1. Use Data Lakes' Flexibility to Make Specific Queries
Performance and highly structured queries are not particularly important in a data lake. Transactions and queries are not going to be made in real time and aren’t in response to an immediate request. Storing data in a data lake also will not be a real-time operation; more likely, batches will be added on a daily or monthly basis. For a data lake, the important performance metric is the ability to support ad hoc queries and iterative data retrievals.

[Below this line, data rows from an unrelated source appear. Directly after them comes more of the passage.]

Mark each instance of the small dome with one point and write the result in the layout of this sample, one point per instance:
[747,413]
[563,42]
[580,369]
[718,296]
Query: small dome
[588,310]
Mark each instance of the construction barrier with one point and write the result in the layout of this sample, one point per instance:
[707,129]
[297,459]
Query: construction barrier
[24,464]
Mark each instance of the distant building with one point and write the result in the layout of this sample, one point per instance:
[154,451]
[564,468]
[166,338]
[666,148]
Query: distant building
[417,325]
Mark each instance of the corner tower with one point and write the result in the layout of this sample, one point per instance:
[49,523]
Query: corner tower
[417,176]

Data lakes can be used by policy leaders and data scientists who want to understand a problem or answer a specific question; they won’t be looking for a single record to pop out in response to their queries. Data lake databases can be large and have many tables, but IT teams developing data lakes should put their emphasis on user-friendly query languages, graphical query systems and other tools that facilitate getting data out of the lake, rather than optimizing performance.
2. Add Access Controls to Areas of the Data Lake
A data lake will ideally have information contributed by many different groups, and may even serve as a cross-agency and cross-departmental resource. A data lake will probably contain sensitive, private information in it, so security and accessibility controls should be considered early on. Because the goal of the data lake is to support decision-making, applying anonymization to any personally identifiable information during data loading is a very good way to reduce the likelihood of problems down the line.
Security can be a difficult balance, but the basics of securing a data lake are not much different from any other enterprise database, and normal IT policies and procedures can almost always be applied. Users should have individual (rather than group) usernames, queries should be logged, and the different areas of the data lake should be controlled by group or individual access controls. If nonanonymized personal information is present, the data lake must not be a back door for a data breach.